The crown prince had also become the lynchpin of the US president Donald Trump’s policy for the region, to take down Iran and ensure a pro-Israel settlement to its conflict with Palestine. His government was also a major importer of US-made weapons, to be used in its escalating war in Yemen. Despite the mounting evidence against bin Salman, Trump steadfastly stood by him.

A few days after the CIA concluded that bin Salman had authorised the killing, Trump finally broke his silence on the issue. “It could very well be that the crown prince had knowledge of this tragic event—maybe he did and maybe he didn’t,” he said. On 19 June, the United Nations’ special rapporteur on extrajudicial killings released a report based on extensive intelligence inputs that concluded there were enough grounds to justify the investigation of senior Saudi officials, including the crown prince, for their role in the assassination and the destruction of evidence. During an interview four days later, Trump deflected a question about whether he would follow the report’s recommendation for the Federal Bureau of Investigation to carry out a further probe, since he considered the matter thoroughly investigated.

Such indulgence of Saudi excesses, while blatant, was in keeping with the United States’ relationship with Saudi Arabia, which has weathered many storms. However, the US government had continued to claim for itself a reputation as an upholder of human rights. Trump signalled a reorientation of US foreign policy, eschewing admonition over human-rights violations in favour of preserving trade and security ties. “I’m not like a fool that says, ‘We don’t want to do business with them,’” he said during the interview. “And by the way, if they don’t do business with us, you know what they do? They’ll do business with the Russians, or with the Chinese.”

For my fellow attendees, Trump’s transactional worldview was a scary proposition. It was not just him—despite sanctions and public disavowals, the ties of the Western world with the monarchy have largely remained intact.

The Kuwaiti journalist told me that Khashoggi’s silencing had had a profound impact on her. She could no longer continue to report fearlessly, she said. “It means if I want to reveal the truth about what the Saudi coalition in Yemen is doing, how they are depriving even humanitarian aid and blocking the ports, stopping the flow of medicine, I will be targeted.”

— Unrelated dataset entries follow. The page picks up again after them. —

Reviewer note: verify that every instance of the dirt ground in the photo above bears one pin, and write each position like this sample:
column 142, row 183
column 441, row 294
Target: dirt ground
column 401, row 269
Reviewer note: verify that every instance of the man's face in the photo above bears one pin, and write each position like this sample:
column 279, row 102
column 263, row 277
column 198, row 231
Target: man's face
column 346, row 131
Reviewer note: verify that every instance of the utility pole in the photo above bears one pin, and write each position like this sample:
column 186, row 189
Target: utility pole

Towards the end of our training, as we practised cardio-pulmonary resuscitation on dummies, a journalist from Yemen offered an alternative view. The outrage, he said, should not just be over Khashoggi. He was astounded at the attention paid to the death of a single journalist, when compared to the response to the human-rights disaster unfolding in his country. “Khashoggi shouldn’t have been killed,” he told me, “but what’s that in the face of thousands dying in Yemen? Such outrage on his murder by the international press, but they ignored the war in Yemen. No one cares about the starving, the dead of Yemen.”